In fact, the conciliar Document sheds a clear light on the dual theological and ecclesiological character of the Liturgy. The celebration at the same time brings about an epiphany of the Lord and an epiphany of the Church, two dimensions that unite in the liturgical assembly, where Christ actualizes the Pascal Mystery of death and Resurrection and the people of the baptized draw more abundantly from the sources of salvation. The active presence of Christ subsists in the liturgical action of the Church: what he did as he went about among human beings, he continues to make active through his personal sacramental action whose centre is the Eucharist.
With the term “prophecy”, our gaze opens to new horizons. The Liturgy of the Church goes beyond the “conciliar reform” itself (cf. Sacrosanctum Concilium, n. 1), whose aim, in fact, was not primarily to change the rites and the texts, but rather to renew mentalities and to put at the centre of Christian life and ministry the celebration of the Paschal Mystery of Christ.
Unfortunately, perhaps, we too, Pastors and experts, understood the Liturgy as an object to be reformed rather than a subject capable of renewing Christian life, since “A very close and organic bond exists between the renewal of the Liturgy and the renewal of the whole life of the Church. The Church not only acts but also expresses herself in the Liturgy and draws from the Liturgy the strength for her life”. Blessed John Paul II reminds us of this in Vicesimus Quintus Annus, in which the Liturgy is seen as the vibrant heart of all ecclesial activity. And the Servant of God Paul VI, referring to the worship of the Church, affirmed with concise words: “From the lex credendi we pass to the lex orandi, which takes us back to the lux operandi et vivendi” (Address at the ceremony of the Presentation of Candles, 2 February, 1970, ORE, 12 Feb. 1970, p. 2).

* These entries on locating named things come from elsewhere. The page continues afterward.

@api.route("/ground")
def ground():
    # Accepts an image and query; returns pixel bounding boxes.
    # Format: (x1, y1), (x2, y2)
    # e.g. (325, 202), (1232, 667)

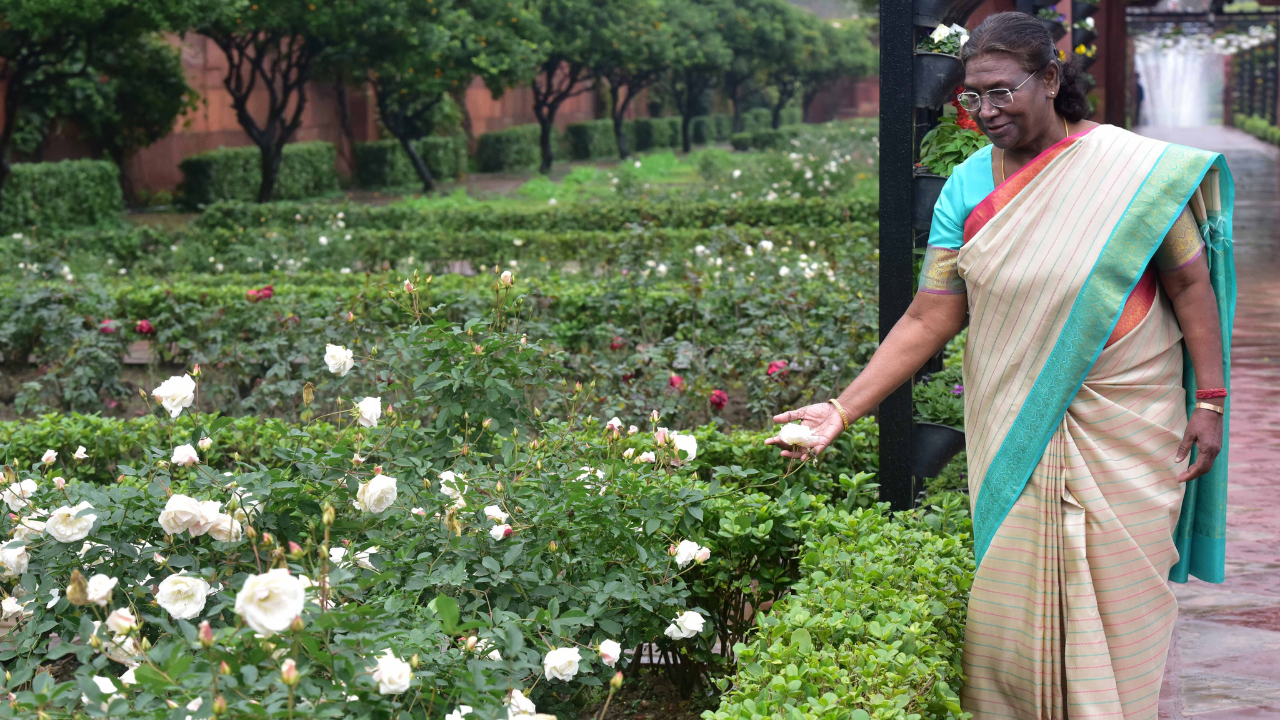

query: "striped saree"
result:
(956, 126), (1234, 720)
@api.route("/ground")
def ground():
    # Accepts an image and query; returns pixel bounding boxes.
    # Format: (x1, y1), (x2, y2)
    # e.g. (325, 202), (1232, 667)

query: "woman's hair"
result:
(960, 13), (1089, 123)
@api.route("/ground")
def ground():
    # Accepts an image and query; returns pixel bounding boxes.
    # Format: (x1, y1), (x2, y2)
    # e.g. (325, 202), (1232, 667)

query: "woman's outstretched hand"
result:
(764, 402), (852, 460)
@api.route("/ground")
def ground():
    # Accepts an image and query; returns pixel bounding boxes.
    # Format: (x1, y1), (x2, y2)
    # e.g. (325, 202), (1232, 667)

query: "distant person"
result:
(767, 13), (1235, 720)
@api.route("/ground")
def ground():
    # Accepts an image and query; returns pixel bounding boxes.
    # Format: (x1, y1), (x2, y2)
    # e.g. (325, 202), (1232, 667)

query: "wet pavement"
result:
(1139, 127), (1280, 720)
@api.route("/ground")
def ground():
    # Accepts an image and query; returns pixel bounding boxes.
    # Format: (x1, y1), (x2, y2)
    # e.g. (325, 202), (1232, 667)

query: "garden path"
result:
(1138, 127), (1280, 720)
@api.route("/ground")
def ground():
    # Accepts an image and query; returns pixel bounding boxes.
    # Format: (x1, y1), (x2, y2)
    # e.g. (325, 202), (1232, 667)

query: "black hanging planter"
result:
(911, 423), (964, 478)
(1039, 18), (1066, 42)
(913, 0), (982, 28)
(1071, 0), (1098, 22)
(913, 53), (964, 108)
(1071, 27), (1098, 47)
(911, 168), (947, 232)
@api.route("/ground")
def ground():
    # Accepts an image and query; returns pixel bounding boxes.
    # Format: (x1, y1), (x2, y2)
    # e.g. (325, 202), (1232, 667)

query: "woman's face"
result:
(964, 53), (1059, 150)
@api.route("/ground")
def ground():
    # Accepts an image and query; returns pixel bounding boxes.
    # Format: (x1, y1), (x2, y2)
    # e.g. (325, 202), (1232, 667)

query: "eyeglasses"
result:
(956, 65), (1048, 113)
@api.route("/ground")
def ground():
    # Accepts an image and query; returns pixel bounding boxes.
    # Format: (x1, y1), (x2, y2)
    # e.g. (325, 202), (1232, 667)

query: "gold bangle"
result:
(1196, 402), (1225, 415)
(827, 397), (849, 430)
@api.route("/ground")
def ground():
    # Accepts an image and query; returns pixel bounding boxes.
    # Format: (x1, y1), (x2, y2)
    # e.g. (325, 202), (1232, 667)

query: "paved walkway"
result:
(1139, 128), (1280, 720)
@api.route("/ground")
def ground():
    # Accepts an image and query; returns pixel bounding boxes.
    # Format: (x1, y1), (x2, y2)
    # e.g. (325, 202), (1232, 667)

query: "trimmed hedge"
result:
(0, 160), (124, 233)
(196, 197), (879, 232)
(476, 123), (541, 173)
(356, 135), (467, 188)
(703, 505), (974, 720)
(564, 119), (626, 160)
(178, 141), (338, 209)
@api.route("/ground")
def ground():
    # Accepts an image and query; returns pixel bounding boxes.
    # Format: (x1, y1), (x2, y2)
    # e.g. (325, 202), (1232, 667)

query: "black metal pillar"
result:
(877, 0), (915, 510)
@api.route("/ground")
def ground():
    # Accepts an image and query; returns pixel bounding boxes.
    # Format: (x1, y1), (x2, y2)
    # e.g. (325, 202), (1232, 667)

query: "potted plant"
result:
(1036, 8), (1066, 42)
(914, 0), (982, 27)
(911, 368), (964, 478)
(911, 100), (991, 232)
(913, 24), (969, 108)
(1071, 18), (1098, 47)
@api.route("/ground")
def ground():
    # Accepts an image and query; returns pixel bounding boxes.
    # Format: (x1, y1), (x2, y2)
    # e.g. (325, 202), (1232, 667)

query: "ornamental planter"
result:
(914, 0), (982, 28)
(911, 53), (964, 108)
(1071, 0), (1098, 22)
(911, 169), (947, 232)
(1071, 27), (1098, 47)
(911, 423), (964, 478)
(1041, 18), (1066, 42)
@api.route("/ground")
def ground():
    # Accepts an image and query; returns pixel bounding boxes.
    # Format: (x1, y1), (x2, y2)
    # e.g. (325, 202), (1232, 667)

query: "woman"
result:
(768, 13), (1235, 720)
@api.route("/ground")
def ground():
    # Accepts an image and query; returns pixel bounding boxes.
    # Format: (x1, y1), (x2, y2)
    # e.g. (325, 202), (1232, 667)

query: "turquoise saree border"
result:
(973, 145), (1217, 565)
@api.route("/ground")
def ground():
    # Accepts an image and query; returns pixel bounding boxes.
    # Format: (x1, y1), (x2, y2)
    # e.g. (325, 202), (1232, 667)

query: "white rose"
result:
(236, 568), (306, 637)
(370, 648), (413, 694)
(209, 512), (244, 542)
(543, 647), (581, 682)
(671, 433), (698, 460)
(324, 345), (356, 378)
(106, 607), (138, 635)
(600, 641), (622, 667)
(356, 397), (383, 428)
(151, 375), (196, 418)
(676, 541), (699, 568)
(0, 544), (31, 578)
(169, 443), (200, 466)
(356, 474), (396, 514)
(0, 479), (40, 512)
(160, 495), (204, 536)
(778, 423), (818, 447)
(13, 518), (45, 539)
(86, 573), (118, 607)
(156, 571), (212, 620)
(45, 502), (97, 542)
(506, 689), (538, 720)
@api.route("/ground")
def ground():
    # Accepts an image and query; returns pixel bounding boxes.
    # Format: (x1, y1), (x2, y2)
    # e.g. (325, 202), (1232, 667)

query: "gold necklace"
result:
(1000, 118), (1071, 184)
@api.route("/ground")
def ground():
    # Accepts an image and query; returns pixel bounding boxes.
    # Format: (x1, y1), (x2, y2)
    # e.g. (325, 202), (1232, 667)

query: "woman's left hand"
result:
(1174, 407), (1222, 483)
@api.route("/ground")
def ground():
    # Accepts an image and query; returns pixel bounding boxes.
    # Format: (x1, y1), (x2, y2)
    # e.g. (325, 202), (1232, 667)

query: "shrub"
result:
(178, 142), (338, 209)
(476, 124), (541, 173)
(564, 119), (618, 160)
(356, 135), (467, 188)
(0, 160), (124, 233)
(703, 506), (974, 720)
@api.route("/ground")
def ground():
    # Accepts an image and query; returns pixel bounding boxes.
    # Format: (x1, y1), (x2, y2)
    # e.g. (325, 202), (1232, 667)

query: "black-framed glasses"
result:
(956, 65), (1048, 113)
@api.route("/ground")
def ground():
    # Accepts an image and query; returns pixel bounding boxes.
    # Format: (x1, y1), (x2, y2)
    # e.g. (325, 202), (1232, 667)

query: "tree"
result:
(590, 0), (673, 158)
(666, 0), (733, 152)
(0, 0), (200, 203)
(530, 0), (598, 174)
(799, 19), (879, 120)
(195, 0), (350, 202)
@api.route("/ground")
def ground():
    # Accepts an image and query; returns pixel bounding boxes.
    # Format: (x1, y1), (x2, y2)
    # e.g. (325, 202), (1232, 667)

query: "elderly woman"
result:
(768, 13), (1235, 720)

The Liturgy, the summit toward which the activity of the Church is directed is at the same time the fount from which all her power flows (cf. Sacrosanctum Concilium, n. 10), with its celebratory universe thus becomes the great educator in the primacy of the faith and of grace. The Liturgy, a privileged witness of the living Tradition of the Church, faithful to its original duty to reveal and to make present in the hodie of human vicissitudes the opus Redemptionis, lives on a correct and constant relationship between healthy traditio and legitima progressio, which the conciliar Constitution has made lucidly explicit in n. 23.

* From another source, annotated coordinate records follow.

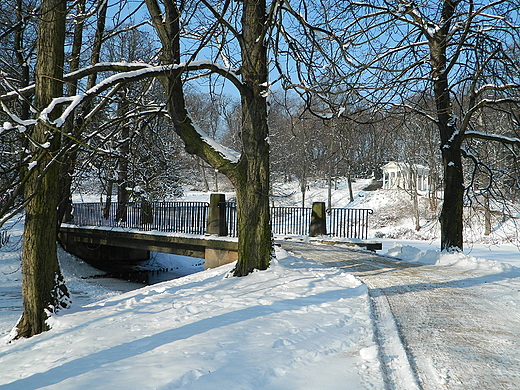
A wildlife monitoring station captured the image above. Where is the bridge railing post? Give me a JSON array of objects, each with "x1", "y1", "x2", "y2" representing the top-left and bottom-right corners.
[
  {"x1": 206, "y1": 194, "x2": 228, "y2": 236},
  {"x1": 309, "y1": 202, "x2": 327, "y2": 237}
]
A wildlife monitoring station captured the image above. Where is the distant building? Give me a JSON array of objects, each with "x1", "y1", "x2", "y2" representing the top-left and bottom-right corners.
[{"x1": 381, "y1": 161, "x2": 430, "y2": 192}]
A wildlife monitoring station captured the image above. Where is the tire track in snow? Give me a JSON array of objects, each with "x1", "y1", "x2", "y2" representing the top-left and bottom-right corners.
[{"x1": 282, "y1": 242, "x2": 520, "y2": 390}]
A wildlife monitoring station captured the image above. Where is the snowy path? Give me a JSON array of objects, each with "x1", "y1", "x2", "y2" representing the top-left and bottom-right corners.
[{"x1": 282, "y1": 242, "x2": 520, "y2": 390}]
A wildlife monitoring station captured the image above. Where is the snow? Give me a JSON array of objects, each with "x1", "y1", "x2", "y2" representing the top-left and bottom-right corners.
[
  {"x1": 0, "y1": 180, "x2": 520, "y2": 390},
  {"x1": 0, "y1": 218, "x2": 384, "y2": 390}
]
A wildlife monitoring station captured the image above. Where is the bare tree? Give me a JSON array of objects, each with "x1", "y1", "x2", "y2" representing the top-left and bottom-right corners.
[{"x1": 330, "y1": 0, "x2": 520, "y2": 250}]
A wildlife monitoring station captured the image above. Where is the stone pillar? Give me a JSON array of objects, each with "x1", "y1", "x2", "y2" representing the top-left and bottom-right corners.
[
  {"x1": 309, "y1": 202, "x2": 327, "y2": 237},
  {"x1": 206, "y1": 194, "x2": 227, "y2": 236}
]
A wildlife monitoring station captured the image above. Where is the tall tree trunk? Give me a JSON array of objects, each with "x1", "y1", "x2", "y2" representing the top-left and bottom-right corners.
[
  {"x1": 16, "y1": 0, "x2": 68, "y2": 338},
  {"x1": 145, "y1": 0, "x2": 273, "y2": 276},
  {"x1": 429, "y1": 0, "x2": 464, "y2": 251},
  {"x1": 234, "y1": 0, "x2": 273, "y2": 276}
]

In their programme of reform, the Council Fathers wished to maintain an equilibrium between both terms, a balance between the great liturgical tradition of the past and that of the future. Tradition and progress are often clumsily opposed. Actually, the two concepts merge: tradition is a living reality, which therefore includes in itself the principle of development, of progress. It is as if to say that the river of tradition also carries its source in itself and flows towards the outlet.

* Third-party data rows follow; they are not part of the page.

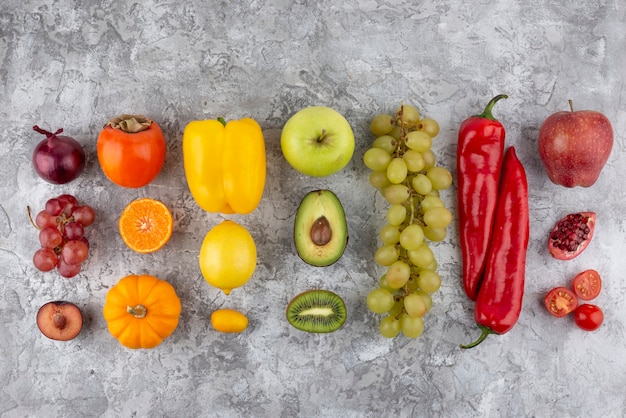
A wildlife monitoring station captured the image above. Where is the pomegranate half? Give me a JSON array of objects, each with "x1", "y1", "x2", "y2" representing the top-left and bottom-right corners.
[{"x1": 548, "y1": 212, "x2": 596, "y2": 260}]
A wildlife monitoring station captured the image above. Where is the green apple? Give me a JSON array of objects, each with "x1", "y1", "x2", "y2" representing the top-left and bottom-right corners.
[{"x1": 280, "y1": 106, "x2": 354, "y2": 177}]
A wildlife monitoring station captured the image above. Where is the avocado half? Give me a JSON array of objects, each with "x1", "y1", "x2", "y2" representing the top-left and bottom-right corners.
[{"x1": 293, "y1": 190, "x2": 348, "y2": 267}]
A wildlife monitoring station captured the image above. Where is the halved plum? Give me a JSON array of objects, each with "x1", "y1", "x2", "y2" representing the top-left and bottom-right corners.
[{"x1": 37, "y1": 301, "x2": 83, "y2": 341}]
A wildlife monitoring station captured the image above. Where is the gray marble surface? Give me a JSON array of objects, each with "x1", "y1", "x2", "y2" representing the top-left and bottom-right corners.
[{"x1": 0, "y1": 0, "x2": 626, "y2": 418}]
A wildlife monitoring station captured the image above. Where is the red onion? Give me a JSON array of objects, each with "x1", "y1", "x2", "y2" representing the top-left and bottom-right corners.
[{"x1": 33, "y1": 126, "x2": 85, "y2": 184}]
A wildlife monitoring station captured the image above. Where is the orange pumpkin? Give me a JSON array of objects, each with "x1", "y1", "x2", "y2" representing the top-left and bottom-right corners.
[{"x1": 103, "y1": 274, "x2": 181, "y2": 349}]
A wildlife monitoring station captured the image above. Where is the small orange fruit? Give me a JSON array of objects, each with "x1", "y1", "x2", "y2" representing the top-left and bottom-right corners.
[
  {"x1": 211, "y1": 308, "x2": 248, "y2": 332},
  {"x1": 118, "y1": 198, "x2": 174, "y2": 254}
]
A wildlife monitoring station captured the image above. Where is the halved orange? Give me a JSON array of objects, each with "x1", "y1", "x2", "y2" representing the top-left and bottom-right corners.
[{"x1": 118, "y1": 197, "x2": 174, "y2": 254}]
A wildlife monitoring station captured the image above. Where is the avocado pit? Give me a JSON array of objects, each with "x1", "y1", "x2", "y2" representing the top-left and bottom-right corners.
[
  {"x1": 311, "y1": 216, "x2": 333, "y2": 247},
  {"x1": 294, "y1": 189, "x2": 348, "y2": 267}
]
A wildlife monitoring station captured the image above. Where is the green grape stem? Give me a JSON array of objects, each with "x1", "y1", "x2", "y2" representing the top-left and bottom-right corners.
[{"x1": 459, "y1": 324, "x2": 495, "y2": 348}]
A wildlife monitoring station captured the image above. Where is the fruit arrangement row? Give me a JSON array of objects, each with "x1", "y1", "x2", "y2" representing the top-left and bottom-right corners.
[
  {"x1": 33, "y1": 95, "x2": 613, "y2": 348},
  {"x1": 29, "y1": 106, "x2": 354, "y2": 349},
  {"x1": 457, "y1": 94, "x2": 613, "y2": 348}
]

Dear friends, I trust that this Faculty of Sacred Liturgy will continue its service to the Church with a renewed impetus, in full fidelity to the rich and precious liturgical tradition and the reform desired by the Second Vatican Council, in accordance with the guidelines of Sacrosanctum Concilium and the pronouncements of the Magisterium. The Christian Liturgy is the Liturgy of the promise fulfilled in Christ, but it is also the Liturgy of hope, of the pilgrimage on its way to the transformation of the world, which will take place when God is everything to every one (cf. 1 Cor 15:28).
Through the intercession of the Virgin Mary, Mother of the Church, in communion with the heavenly Church and with the Patrons, St Benedict and St Anselm, I invoke the Apostolic Blessing upon each one. Thank you.